Rackspace Technology will operate Palantir's AI platforms in sovereign and regulated environments under a partnership that has already scaled to 400 certified engineers.
Rackspace Technology will operate Palantir Technologies' Foundry and Artificial Intelligence Platform in sovereign and regulated environments, targeting enterprises that cannot move data across borders or cede control to third-party cloud providers.
"While most regulated enterprises have an AI strategy, they often lack the operating model to put AI into production safely and at scale," Gajen Kandiah, chief executive officer of Rackspace Technology, said.

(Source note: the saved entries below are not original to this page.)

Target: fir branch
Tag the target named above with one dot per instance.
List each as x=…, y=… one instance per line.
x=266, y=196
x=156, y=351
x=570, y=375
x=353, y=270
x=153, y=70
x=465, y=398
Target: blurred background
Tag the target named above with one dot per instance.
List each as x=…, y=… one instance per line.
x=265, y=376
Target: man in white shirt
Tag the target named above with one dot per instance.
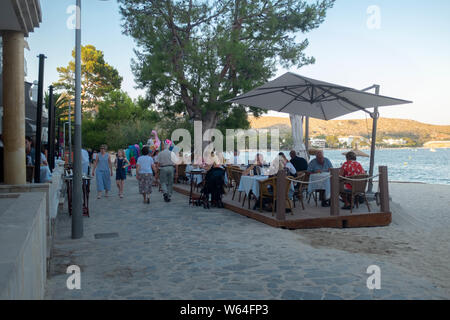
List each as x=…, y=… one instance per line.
x=85, y=162
x=167, y=169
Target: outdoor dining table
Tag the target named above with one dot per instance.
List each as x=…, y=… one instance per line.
x=250, y=184
x=86, y=191
x=319, y=181
x=196, y=175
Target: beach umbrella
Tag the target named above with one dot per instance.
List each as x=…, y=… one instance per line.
x=295, y=94
x=358, y=153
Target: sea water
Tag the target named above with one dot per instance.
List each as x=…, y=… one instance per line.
x=408, y=165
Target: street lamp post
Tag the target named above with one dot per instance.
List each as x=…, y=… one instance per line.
x=77, y=196
x=70, y=134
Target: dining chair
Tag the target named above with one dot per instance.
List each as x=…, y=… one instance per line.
x=268, y=189
x=182, y=173
x=358, y=189
x=236, y=174
x=300, y=188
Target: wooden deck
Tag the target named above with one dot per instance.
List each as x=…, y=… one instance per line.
x=311, y=217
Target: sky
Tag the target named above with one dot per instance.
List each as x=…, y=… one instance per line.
x=401, y=45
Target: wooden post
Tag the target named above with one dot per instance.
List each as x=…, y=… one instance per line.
x=334, y=200
x=384, y=189
x=281, y=195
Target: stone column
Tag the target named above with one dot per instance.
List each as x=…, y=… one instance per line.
x=14, y=108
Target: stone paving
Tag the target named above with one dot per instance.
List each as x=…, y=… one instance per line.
x=173, y=251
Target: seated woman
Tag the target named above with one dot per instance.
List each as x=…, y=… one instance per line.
x=215, y=183
x=256, y=167
x=287, y=165
x=349, y=168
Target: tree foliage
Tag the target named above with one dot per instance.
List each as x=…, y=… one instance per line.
x=120, y=121
x=194, y=55
x=98, y=78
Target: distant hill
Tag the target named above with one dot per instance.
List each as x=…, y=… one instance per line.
x=396, y=128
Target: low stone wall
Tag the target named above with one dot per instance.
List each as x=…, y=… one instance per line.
x=23, y=246
x=52, y=193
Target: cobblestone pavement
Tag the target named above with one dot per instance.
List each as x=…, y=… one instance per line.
x=173, y=251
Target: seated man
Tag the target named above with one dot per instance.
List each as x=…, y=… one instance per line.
x=215, y=184
x=287, y=165
x=349, y=168
x=299, y=163
x=318, y=165
x=256, y=167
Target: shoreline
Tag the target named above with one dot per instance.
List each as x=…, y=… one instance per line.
x=417, y=240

The partnership has scaled to approximately 400 Palantir certifications across sales, engineering, delivery and operations, up from 30 earlier this year. The first joint deployment — at a US-based solar tracking manufacturer — delivered a 94 percent reduction in quote cycle time using AI-enabled workflows on Palantir Foundry.

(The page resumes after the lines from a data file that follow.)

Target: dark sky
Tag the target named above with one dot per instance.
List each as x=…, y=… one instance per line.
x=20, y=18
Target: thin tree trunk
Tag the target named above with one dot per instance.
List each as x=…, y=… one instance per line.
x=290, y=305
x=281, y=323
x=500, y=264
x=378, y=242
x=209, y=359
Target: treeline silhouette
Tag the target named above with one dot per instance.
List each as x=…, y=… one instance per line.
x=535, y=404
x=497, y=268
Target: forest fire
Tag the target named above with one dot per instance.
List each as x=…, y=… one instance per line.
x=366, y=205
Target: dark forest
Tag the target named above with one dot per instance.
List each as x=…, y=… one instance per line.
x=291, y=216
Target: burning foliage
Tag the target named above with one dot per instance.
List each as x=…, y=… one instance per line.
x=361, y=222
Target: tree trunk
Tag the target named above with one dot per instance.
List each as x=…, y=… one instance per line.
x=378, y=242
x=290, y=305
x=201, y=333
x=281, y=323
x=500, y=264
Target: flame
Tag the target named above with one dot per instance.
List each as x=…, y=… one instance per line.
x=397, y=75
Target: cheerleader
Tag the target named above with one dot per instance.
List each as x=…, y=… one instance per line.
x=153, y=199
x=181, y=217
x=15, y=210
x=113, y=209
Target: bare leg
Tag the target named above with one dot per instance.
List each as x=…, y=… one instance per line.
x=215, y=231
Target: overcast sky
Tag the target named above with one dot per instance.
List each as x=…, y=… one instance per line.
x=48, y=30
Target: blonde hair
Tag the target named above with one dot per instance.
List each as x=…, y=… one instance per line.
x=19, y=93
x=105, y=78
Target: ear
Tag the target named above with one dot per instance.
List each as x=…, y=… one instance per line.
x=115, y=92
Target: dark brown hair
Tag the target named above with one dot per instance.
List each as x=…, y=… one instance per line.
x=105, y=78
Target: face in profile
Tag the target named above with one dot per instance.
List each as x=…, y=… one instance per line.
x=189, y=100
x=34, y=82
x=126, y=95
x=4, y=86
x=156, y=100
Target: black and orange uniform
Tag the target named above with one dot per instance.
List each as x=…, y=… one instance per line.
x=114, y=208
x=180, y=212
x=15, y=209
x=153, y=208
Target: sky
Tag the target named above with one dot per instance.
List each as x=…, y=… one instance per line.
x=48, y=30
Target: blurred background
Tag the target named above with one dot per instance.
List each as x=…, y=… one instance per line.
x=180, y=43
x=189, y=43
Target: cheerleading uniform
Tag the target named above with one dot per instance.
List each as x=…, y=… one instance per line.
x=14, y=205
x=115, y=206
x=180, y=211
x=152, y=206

Rackspace is committing to deploy Foundry and AIP across more than 70 percent of its own back-office operations under its OneOS program, running its business on the same governed stack it operates for customers. The company plans to reach 30 megawatts of cumulative Enterprise AI capacity by the end of 2028, targeting $450 million to $600 million in annual revenue at full deployment with adjusted EBITDA margins above 50 percent.
A Framework for Regulated AI
The operating model combines Palantir's AI layer with Rackspace's governed private cloud, sovereign cloud and on-premise infrastructure, along with certified forward-deployed engineers and managed operations. It targets healthcare systems protecting patient records, financial institutions running on regulated data, energy operators with air-gapped infrastructure and sovereign organizations that cannot move data across borders.

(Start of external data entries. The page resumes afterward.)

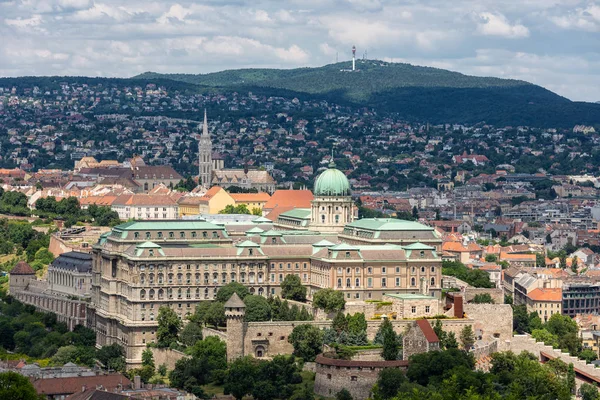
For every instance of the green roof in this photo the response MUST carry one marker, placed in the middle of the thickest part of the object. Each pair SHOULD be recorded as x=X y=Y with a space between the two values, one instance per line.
x=148 y=245
x=261 y=220
x=323 y=243
x=344 y=247
x=299 y=213
x=418 y=246
x=272 y=233
x=388 y=224
x=332 y=182
x=247 y=243
x=410 y=296
x=166 y=225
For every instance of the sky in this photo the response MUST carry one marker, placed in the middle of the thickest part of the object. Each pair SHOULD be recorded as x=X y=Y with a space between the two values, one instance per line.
x=552 y=43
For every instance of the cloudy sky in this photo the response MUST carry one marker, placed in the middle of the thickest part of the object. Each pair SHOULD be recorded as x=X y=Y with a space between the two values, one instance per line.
x=554 y=43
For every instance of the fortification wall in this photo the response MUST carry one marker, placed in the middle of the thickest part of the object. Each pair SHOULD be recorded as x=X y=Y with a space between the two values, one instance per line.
x=206 y=332
x=497 y=294
x=494 y=320
x=271 y=338
x=358 y=377
x=166 y=356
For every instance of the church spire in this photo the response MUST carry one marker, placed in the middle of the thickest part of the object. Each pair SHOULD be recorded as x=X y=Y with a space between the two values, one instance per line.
x=205 y=155
x=205 y=125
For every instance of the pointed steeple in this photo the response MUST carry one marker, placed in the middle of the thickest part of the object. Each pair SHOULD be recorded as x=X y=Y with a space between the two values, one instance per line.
x=205 y=125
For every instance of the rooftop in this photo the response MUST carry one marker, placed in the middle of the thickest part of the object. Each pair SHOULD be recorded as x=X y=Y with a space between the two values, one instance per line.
x=388 y=224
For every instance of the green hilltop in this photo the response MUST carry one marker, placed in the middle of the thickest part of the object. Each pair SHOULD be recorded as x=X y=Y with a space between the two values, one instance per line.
x=415 y=93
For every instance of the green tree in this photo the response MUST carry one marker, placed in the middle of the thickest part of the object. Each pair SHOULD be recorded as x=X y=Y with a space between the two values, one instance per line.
x=215 y=315
x=340 y=323
x=588 y=355
x=467 y=337
x=190 y=334
x=571 y=378
x=483 y=298
x=292 y=289
x=112 y=357
x=65 y=355
x=148 y=358
x=169 y=325
x=329 y=300
x=589 y=392
x=343 y=394
x=388 y=383
x=357 y=323
x=240 y=377
x=390 y=341
x=227 y=291
x=307 y=341
x=14 y=386
x=257 y=309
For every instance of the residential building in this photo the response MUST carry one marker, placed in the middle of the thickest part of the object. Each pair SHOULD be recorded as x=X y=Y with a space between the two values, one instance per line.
x=545 y=301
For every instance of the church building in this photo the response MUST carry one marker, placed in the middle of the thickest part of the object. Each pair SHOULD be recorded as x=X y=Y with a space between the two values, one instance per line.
x=213 y=173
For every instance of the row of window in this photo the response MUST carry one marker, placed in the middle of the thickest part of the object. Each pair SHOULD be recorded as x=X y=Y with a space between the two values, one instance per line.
x=182 y=234
x=384 y=282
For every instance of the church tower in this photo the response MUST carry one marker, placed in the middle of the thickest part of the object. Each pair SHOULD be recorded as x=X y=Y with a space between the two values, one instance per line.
x=332 y=207
x=205 y=155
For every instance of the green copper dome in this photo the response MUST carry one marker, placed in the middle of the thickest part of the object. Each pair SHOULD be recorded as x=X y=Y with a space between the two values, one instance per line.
x=332 y=182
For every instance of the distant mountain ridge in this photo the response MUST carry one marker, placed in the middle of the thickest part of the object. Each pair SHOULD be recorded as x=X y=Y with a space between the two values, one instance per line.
x=415 y=93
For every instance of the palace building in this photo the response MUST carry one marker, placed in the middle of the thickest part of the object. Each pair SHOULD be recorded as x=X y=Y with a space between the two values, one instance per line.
x=142 y=265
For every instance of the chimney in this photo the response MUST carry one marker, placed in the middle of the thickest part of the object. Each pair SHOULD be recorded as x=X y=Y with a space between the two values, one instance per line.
x=458 y=307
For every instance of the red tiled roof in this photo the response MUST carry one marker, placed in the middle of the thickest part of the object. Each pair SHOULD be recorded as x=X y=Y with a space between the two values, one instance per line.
x=22 y=268
x=250 y=197
x=58 y=386
x=427 y=330
x=290 y=198
x=547 y=294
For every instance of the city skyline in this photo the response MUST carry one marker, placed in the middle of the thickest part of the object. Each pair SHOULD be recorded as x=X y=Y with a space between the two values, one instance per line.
x=547 y=44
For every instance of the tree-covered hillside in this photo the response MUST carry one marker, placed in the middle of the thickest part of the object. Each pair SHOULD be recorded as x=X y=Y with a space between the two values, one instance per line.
x=415 y=93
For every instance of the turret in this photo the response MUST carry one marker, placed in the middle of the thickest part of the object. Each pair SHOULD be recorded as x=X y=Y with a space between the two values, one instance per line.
x=235 y=313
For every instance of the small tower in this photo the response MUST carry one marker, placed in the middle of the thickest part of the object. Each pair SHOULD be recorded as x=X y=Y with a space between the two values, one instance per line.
x=205 y=155
x=20 y=276
x=235 y=311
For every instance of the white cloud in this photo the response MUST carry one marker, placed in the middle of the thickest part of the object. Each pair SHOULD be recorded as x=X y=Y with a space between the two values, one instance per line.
x=585 y=19
x=176 y=12
x=117 y=38
x=35 y=20
x=496 y=24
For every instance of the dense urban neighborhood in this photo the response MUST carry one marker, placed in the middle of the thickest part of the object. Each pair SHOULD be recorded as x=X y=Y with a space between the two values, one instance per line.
x=164 y=243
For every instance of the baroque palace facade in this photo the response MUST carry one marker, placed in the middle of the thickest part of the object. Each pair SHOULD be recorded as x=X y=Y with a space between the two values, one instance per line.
x=140 y=266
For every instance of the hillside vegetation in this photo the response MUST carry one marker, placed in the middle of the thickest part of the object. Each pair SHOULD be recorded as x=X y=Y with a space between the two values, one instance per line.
x=415 y=93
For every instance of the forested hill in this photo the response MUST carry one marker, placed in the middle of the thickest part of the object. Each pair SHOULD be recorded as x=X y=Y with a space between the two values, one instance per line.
x=416 y=93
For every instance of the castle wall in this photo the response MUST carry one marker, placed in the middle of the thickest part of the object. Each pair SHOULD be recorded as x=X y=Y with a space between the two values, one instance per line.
x=167 y=356
x=272 y=337
x=358 y=377
x=494 y=320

Under the definitive agreement announced Thursday, Rackspace serves as a preferred operator for on-premise, private cloud and sovereign Palantir deployments across critical infrastructure in both the public and private sectors. The two companies will work together to acquire and serve customers in healthcare, financial services, energy, private equity and the mid-market.
"Sovereign AI requires more than access to a model," Alex Karp, co-founder and chief executive officer of Palantir Technologies, said. "It requires an operating layer that lets enterprises govern data, enforce permissions, route models, audit actions and deploy capability where the mission lives."
The Financial Calculus
Rackspace lowered its full-year 2026 revenue outlook by $150 million to a range of $2.45 billion to $2.55 billion, and adjusted EBITDA by $20 million to $285 million to $295 million, as it exits low-margin colocation and basic hosting revenue to reserve capacity for Enterprise AI. The company reported preliminary second-quarter revenue of $641 million to $649 million.
The strategic bet is that Enterprise AI capacity will add a new growth vector on top of its established Private Cloud base. Rackspace expects to average $15 million to $20 million of annual revenue per megawatt deployed as GPU and customer mix evolves, with 50 percent-plus adjusted EBITDA margins at full deployment. The company has partnered with AMD, Rubrik, Uniphore and VMware by Broadcom during 2026 to assemble the governed enterprise AI stack.
Rackspace shares trade on the Nasdaq under the ticker RXT. Palantir trades under PLTR.
This article is for informational purposes only and does not constitute investment advice.